Having skipped the previous two instalments of Ubisoft’s spin-off series, I found myself thrown in at the deep end when booting Assassin’s Creed Chronicles: Russia, the final part in a trilogy of games developed by Portsmouth-based Climax Studios. Although largely unfamiliar, it didn’t take long to get to grips with Chronicles’ two-dimensional take on the Assassin’s Creed formula. Its developer has clearly made an attempt to siphon the core essence of the mainline franchise, albeit without the same approach to gameplay.
Needless to say, Chronicles eschews an open world structure and rhythmic combat for its own web of mechanics, but the foundations remain. You will still be alternating between exploration, stealth, and hand-to-hand fighting while making use of several gadgets available to Russia’s lead protagonist, Nikolai Orelov.
As the biggest fans of the franchise will know, Orelov featured in his own three-part comic series way back in 2010, known as Assassin’s Creed: The Fall. This was then followed up by The Chain which concluded the character’s story arc two years later. Despite already having a stake in this universe, in Chronicles he comes across as generically brutish, having been roped into one last assignment by the brotherhood of assassins before he can flee the motherland for good.
We dub Nikolai as the lead protagonist because, from time to time, players will take up the role of another assassin, Anatasia Nikolaevna. Without giving too much away, she’s a Russian noble who is suddenly imbued with the power of an ancient assassin upon coming into contact with a precursor artefact. Her presence is hardly enthralling yet the occasional switching between two playable characters adds a little something to the overall package.
This is tied up rather nicely with an aesthetic that echoes the visual style of Sin City, with its abundant shades of red, white, and black. Environments are given some added dynamism with certain 3D elements which kick in whenever moving between planes or turning the corner of a building. Accompanying the visuals is a serviceable soundtrack, yet the voice acting on show is of poor to average quality. Although keen to see how Nikolai would fare in his final quest, the flat delivery of the character’s lines did little to stoke the flames of this temporary desire.
What brings the entire experience tumbling down, however, is gameplay. Nikolai is only able to take one hit before dying, making Assassin’s Creed Chronicles: Russia by far the most punishing title in the series to date. This level of challenge is amplified by the strict patrol routines that enemy guards follow, briskly snapping back and forth along a two-dimensional plane. Step into their line sight for more than a second and you may as well manually revert to the previous checkpoint.

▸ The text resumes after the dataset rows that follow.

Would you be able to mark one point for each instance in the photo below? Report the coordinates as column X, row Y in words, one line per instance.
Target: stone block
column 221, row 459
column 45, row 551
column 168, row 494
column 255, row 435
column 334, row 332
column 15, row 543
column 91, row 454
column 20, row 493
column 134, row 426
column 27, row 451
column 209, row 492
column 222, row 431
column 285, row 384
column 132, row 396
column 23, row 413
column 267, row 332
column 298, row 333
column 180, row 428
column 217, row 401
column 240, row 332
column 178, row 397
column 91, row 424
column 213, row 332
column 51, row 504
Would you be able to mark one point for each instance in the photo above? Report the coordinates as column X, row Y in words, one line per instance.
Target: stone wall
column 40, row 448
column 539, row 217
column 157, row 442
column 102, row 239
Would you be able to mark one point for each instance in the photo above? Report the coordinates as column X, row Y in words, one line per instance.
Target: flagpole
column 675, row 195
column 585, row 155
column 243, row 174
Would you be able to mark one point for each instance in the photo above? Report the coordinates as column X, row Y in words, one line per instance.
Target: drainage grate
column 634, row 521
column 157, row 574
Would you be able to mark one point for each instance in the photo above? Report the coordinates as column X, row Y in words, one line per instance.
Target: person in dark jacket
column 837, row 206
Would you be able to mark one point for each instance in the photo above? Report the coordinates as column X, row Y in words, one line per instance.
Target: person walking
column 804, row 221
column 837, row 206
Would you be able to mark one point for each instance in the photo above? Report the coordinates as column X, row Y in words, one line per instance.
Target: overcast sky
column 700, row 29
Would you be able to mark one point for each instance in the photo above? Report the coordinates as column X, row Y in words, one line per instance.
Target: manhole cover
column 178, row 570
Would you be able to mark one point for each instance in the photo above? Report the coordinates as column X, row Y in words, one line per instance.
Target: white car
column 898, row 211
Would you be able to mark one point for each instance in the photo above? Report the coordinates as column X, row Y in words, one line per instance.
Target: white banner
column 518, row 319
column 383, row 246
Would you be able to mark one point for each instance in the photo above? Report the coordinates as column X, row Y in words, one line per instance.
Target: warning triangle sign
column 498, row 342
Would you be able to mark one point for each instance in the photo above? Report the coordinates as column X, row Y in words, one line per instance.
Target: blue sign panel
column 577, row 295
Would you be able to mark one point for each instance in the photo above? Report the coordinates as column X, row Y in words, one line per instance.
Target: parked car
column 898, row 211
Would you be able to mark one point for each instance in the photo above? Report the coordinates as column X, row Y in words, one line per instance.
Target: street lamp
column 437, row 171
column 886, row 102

Therefore, instead of feeling like an action platformer with an occasional focus on stealth, Russia quickly becoming more of a puzzle game that isolates this element of stealth. Throughout each of its linear memory sequences there are objects that can be used and manipulated in order to sneak past enemies and advance to the next area.
However, the enemy AI is programmed to leave no more than a couple of seconds for players to pass by without triggering an alarm. Sadly, this completely eradicates your capacity to experiment with tools and mechanics in a way that feels organic or rewarding. Instead, items such as the smoke bomb and Nikolai’s rifle feel like get out of jail free cards for when a particular section is simply too hard to overcome through conventional means.
As touched on before, both playable characters are incredibly fragile when compared to other assassins. This means that scrappy close quarters fighting is completely off the table, especially if tackling more than one opponent. All it takes is a well-placed bullet or swing of a club, and both of these are dished out liberally whenever an alarm is triggered.
The only real way to increase your chances is by gaining enough points to unlock upgrades, such as improved gadgets and increased health. These aren’t easy to attain, however, demanding that players ace an entire level while mastering one of the three assassin playstyles.
When an Assassin’s Creed game has you swearing under your breath more than Super Meat Boy or Dark Souls, you know that something has gone terribly, terribly wrong. Where difficulty can be used to make a game more addictive or rewarding, here it manages to sap every ounce of fun out of the experience. Factor in the copious amount of idle waiting the stealth genre entails and what you have is a frustrating game that besmirches one of the industry’s biggest franchises.